The long-term prognosis for these children depends on the degree of damage created by the perpetrator and the amount of time it takes to recognize and diagnose Factitious Disorder Imposed on Another. Some extreme cases have been reported in which children developed destructive skeletal changes, limps, intellectual disability, brain damage, and blindness from symptoms caused by the parent or caregiver. Often, these children require multiple surgeries, each with the risk for future medical problems. If the child lives to be old enough to comprehend what's happening, the psychological damage can be significant. The child may come to feel that he or she will only be loved when ill and may, therefore, help the parent try to deceive doctors, using self-abuse to avoid being abandoned. Most often, abusive Factitious Disorder Imposed on Another cases are resolved in one of three ways: the perpetrator is apprehended, the perpetrator moves on to a younger child when the original victim gets old enough to "tell", and the child dies [13,14,26,27].

To get help, the parent or caregiver must admit to the abuse and seek psychological treatment but if the perpetrator doesn't admit to the wrongdoing, psychological treatment has little chance of alleviating the situation. Psychotherapy depends on truth, and Factitious Disorder Imposed on Another perpetrators generally live in denial [26].

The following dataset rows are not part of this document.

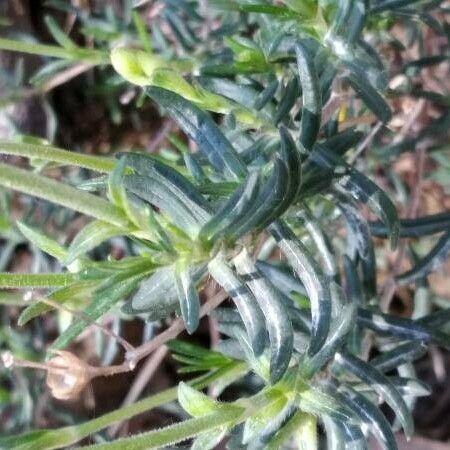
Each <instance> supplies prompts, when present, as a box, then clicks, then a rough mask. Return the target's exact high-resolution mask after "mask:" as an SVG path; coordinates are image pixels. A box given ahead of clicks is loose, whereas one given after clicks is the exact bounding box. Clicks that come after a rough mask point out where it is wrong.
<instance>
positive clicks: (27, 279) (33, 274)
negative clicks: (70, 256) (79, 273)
mask: <svg viewBox="0 0 450 450" xmlns="http://www.w3.org/2000/svg"><path fill="white" fill-rule="evenodd" d="M78 276H79V275H78V274H76V273H8V272H2V273H0V287H1V288H2V289H28V288H31V289H32V288H50V287H53V286H67V285H68V284H70V283H73V282H74V281H76V280H77V279H78Z"/></svg>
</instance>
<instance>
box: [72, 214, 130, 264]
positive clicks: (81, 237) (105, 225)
mask: <svg viewBox="0 0 450 450" xmlns="http://www.w3.org/2000/svg"><path fill="white" fill-rule="evenodd" d="M131 231H132V230H130V228H124V227H118V226H116V225H113V224H110V223H107V222H101V221H100V220H94V221H93V222H91V223H89V224H88V225H86V226H85V227H84V228H83V229H82V230H80V231H79V233H78V234H77V235H76V236H75V238H74V240H73V241H72V243H71V244H70V247H69V250H68V252H67V256H66V258H65V260H64V264H65V265H69V264H71V263H72V262H73V261H75V260H76V259H77V258H79V257H80V256H82V255H84V254H85V253H87V252H89V251H90V250H92V249H94V248H95V247H97V246H99V245H100V244H101V243H103V242H105V241H107V240H108V239H111V238H113V237H116V236H123V235H127V234H129V233H130V232H131Z"/></svg>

To summarize, investigating and reporting Factitious Disorder Imposed on Another can be both challenging and risky to caregivers. This is an emotional subject that incites interesting debate in the courts and in media outlets. A multidisciplinary team approach is mandatory to confirm its diagnosis and protect the child. Long-term psychiatric follow-up treatment of both the child and the perpetrator is needed. Lastly, but by no means least, educating physicians, social workers, and other healthcare professionals about Munchausen syndrome by proxy and establishing local task forces may facilitate timely diagnosis and management of the disorder.